Intel Pentium dual core and core 2 duo are two of the most common processors in the market at present. But which is the better one for you? Read this Techspirited article to find out…
They sound the same – dual core and core 2 duo – come from the same fabled stable of Intel, and are widely used all over the world. What could possibly account for the difference between the two? While it may not seem so, there are a few points which will lay to rest this debate once and for all.
Dual Core and Core 2 Duo Comparison
How do the two processors rate in the bust-up? Let’s check it out…
Dual Core: The dual core is the older of the two having an architecture that sports two cores on one processor, but its older technology puts it in a position of disadvantage.
Core 2 Duo: The core 2 duo two has two cores on the same processor. However while the architecture sounds vaguely the same, it is more advanced than the dual core processors.
Winner: Core 2 Duo and its new, advanced architecture.
Dual Core: This is without a doubt one of the best Intel processors, however it lacks the bite in terms of performance, when pitted against the much more advanced core 2 duo.
Core 2 Duo: This newer processor beats the dual core in all bench-marking tests and therefore performance-wise, is definitely the better pick.
Winner: Core 2 Duo thanks to its advanced architecture.
Dual Core: Compared to the previous ones, the Pentium dual core is a processor that produces very little heat.
Core 2 Duo: The core 2 duo takes cool performance one step further producing even lesser heat.
Winner: Core 2 Duo.
Dual Core: Extremely power-efficient processor which has a maximum TDP of an astoundingly low 15 watts.
Core 2 Duo: Power efficient enough, but the 65 watts of maximum TDP are nowhere as low as the dual core.
Winner: Dual core for its efficient use of power.
Dual Core: Acceptable enough clock speeds of about 2.33 GHz for the best ones.
Core 2 Duo: Slams the opposition clocking speeds of 3.33 GHz clock as seen of the higher end ones.
Winner: The Core 2 Duo.
Dual Core: Older model processor, so available pretty cheap nowadays.

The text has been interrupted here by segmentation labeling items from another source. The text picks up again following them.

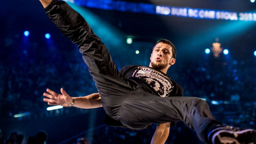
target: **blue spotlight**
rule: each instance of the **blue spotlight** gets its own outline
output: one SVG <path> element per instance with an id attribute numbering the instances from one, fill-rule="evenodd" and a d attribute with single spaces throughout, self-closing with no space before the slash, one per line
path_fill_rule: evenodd
<path id="1" fill-rule="evenodd" d="M 220 103 L 219 102 L 217 101 L 215 101 L 215 100 L 212 101 L 211 102 L 211 103 L 212 104 L 215 105 L 218 105 L 220 104 Z"/>
<path id="2" fill-rule="evenodd" d="M 44 36 L 45 37 L 45 38 L 49 39 L 51 37 L 51 35 L 48 33 L 47 33 L 45 34 L 45 35 Z"/>
<path id="3" fill-rule="evenodd" d="M 228 50 L 227 50 L 227 49 L 225 49 L 223 51 L 223 53 L 224 53 L 225 55 L 226 55 L 228 54 Z"/>
<path id="4" fill-rule="evenodd" d="M 26 36 L 28 36 L 29 35 L 29 32 L 28 31 L 25 31 L 24 32 L 24 35 Z"/>
<path id="5" fill-rule="evenodd" d="M 209 49 L 205 49 L 205 50 L 204 50 L 204 52 L 206 54 L 209 54 L 211 50 Z"/>

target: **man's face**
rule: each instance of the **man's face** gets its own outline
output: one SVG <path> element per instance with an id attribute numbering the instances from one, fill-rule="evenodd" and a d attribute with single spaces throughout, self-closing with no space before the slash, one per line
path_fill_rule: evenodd
<path id="1" fill-rule="evenodd" d="M 175 59 L 172 58 L 172 47 L 167 44 L 159 43 L 156 45 L 150 57 L 150 65 L 153 68 L 159 70 L 168 69 L 174 64 Z"/>

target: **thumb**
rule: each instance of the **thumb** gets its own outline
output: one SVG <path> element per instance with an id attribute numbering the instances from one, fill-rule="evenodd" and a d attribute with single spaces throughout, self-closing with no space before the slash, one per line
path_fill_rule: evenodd
<path id="1" fill-rule="evenodd" d="M 65 91 L 65 90 L 64 90 L 63 88 L 61 88 L 60 89 L 60 92 L 62 94 L 65 95 L 65 96 L 67 96 L 68 95 L 68 94 L 66 92 L 66 91 Z"/>

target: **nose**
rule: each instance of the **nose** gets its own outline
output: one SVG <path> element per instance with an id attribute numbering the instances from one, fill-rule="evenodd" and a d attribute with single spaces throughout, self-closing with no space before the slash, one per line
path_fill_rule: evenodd
<path id="1" fill-rule="evenodd" d="M 158 53 L 157 54 L 157 55 L 160 56 L 162 56 L 163 55 L 163 52 L 162 51 L 160 51 L 158 52 Z"/>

Core 2 Duo: Comes at a premium which is nearly double the price of the dual core.
Winner: The Dual Core is older, but cheaper.

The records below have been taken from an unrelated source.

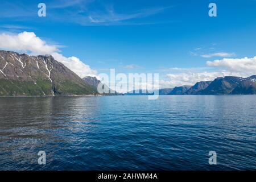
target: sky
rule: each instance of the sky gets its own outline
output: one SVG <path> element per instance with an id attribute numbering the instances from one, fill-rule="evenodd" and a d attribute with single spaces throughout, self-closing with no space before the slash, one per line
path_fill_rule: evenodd
<path id="1" fill-rule="evenodd" d="M 256 75 L 256 1 L 2 0 L 0 49 L 52 55 L 81 77 L 157 73 L 161 88 L 247 77 Z"/>

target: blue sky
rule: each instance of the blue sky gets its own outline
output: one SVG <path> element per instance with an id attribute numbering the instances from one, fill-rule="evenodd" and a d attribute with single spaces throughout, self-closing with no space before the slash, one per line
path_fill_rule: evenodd
<path id="1" fill-rule="evenodd" d="M 46 17 L 37 15 L 40 2 Z M 210 2 L 217 17 L 208 15 Z M 255 0 L 2 0 L 1 9 L 1 32 L 33 32 L 97 73 L 115 68 L 164 79 L 222 69 L 207 61 L 256 56 Z"/>

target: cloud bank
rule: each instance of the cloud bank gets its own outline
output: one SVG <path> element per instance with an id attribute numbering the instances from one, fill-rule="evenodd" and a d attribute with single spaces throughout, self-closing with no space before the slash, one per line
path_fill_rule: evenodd
<path id="1" fill-rule="evenodd" d="M 5 50 L 26 52 L 32 55 L 51 55 L 81 77 L 95 76 L 97 72 L 75 56 L 67 57 L 59 53 L 55 45 L 48 45 L 32 32 L 16 34 L 0 34 L 0 48 Z"/>
<path id="2" fill-rule="evenodd" d="M 236 53 L 221 52 L 208 55 L 203 55 L 201 56 L 205 58 L 209 58 L 212 57 L 230 57 L 236 56 Z"/>

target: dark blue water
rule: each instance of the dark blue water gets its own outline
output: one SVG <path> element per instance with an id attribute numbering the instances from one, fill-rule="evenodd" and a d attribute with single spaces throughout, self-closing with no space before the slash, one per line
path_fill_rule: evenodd
<path id="1" fill-rule="evenodd" d="M 255 108 L 256 96 L 2 98 L 0 169 L 256 169 Z"/>

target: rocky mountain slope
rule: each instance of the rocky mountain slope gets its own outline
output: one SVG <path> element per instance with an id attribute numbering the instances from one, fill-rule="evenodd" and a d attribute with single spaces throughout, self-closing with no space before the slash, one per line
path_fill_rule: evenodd
<path id="1" fill-rule="evenodd" d="M 202 94 L 256 94 L 255 76 L 248 78 L 225 76 L 216 78 L 204 90 Z"/>
<path id="2" fill-rule="evenodd" d="M 187 95 L 198 94 L 200 92 L 205 89 L 211 82 L 211 81 L 198 82 L 191 86 L 185 93 Z"/>
<path id="3" fill-rule="evenodd" d="M 97 90 L 51 56 L 0 51 L 0 96 L 94 94 Z"/>
<path id="4" fill-rule="evenodd" d="M 97 79 L 97 78 L 96 77 L 86 76 L 86 77 L 83 78 L 82 80 L 84 80 L 84 82 L 87 85 L 91 86 L 92 87 L 93 87 L 96 90 L 98 89 L 98 84 L 101 83 L 101 82 L 100 80 L 98 80 L 98 79 Z M 109 90 L 109 93 L 104 93 L 103 95 L 110 96 L 110 95 L 119 94 L 118 92 L 117 92 L 111 89 L 110 88 L 109 88 L 105 84 L 104 84 L 103 85 L 103 88 L 105 86 L 106 86 L 107 88 L 107 89 Z"/>

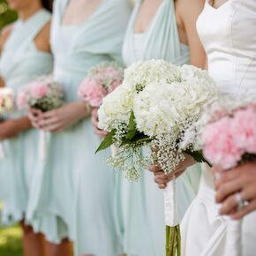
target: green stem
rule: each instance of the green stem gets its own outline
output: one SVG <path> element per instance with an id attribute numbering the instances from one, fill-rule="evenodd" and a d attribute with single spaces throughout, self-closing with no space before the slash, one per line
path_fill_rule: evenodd
<path id="1" fill-rule="evenodd" d="M 181 256 L 179 225 L 176 227 L 166 227 L 166 256 Z"/>

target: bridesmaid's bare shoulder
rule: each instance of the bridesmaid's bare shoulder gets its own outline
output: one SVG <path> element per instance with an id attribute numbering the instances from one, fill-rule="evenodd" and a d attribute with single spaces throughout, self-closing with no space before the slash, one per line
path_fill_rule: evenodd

The final verdict? Well, the Core 2 Duo is a better performer at a higher price. To choose between the two, you need to decide what you want to use your computer for, because ultimately, it is the actual intended use which will help you finalize the processor. A dual core processor is decent enough for routine tasks like MS Office applications and Internet browsing. The Core 2 Duo, on the other hand, shows better functionality when it comes to bigger, more processor-intensive programs and applications.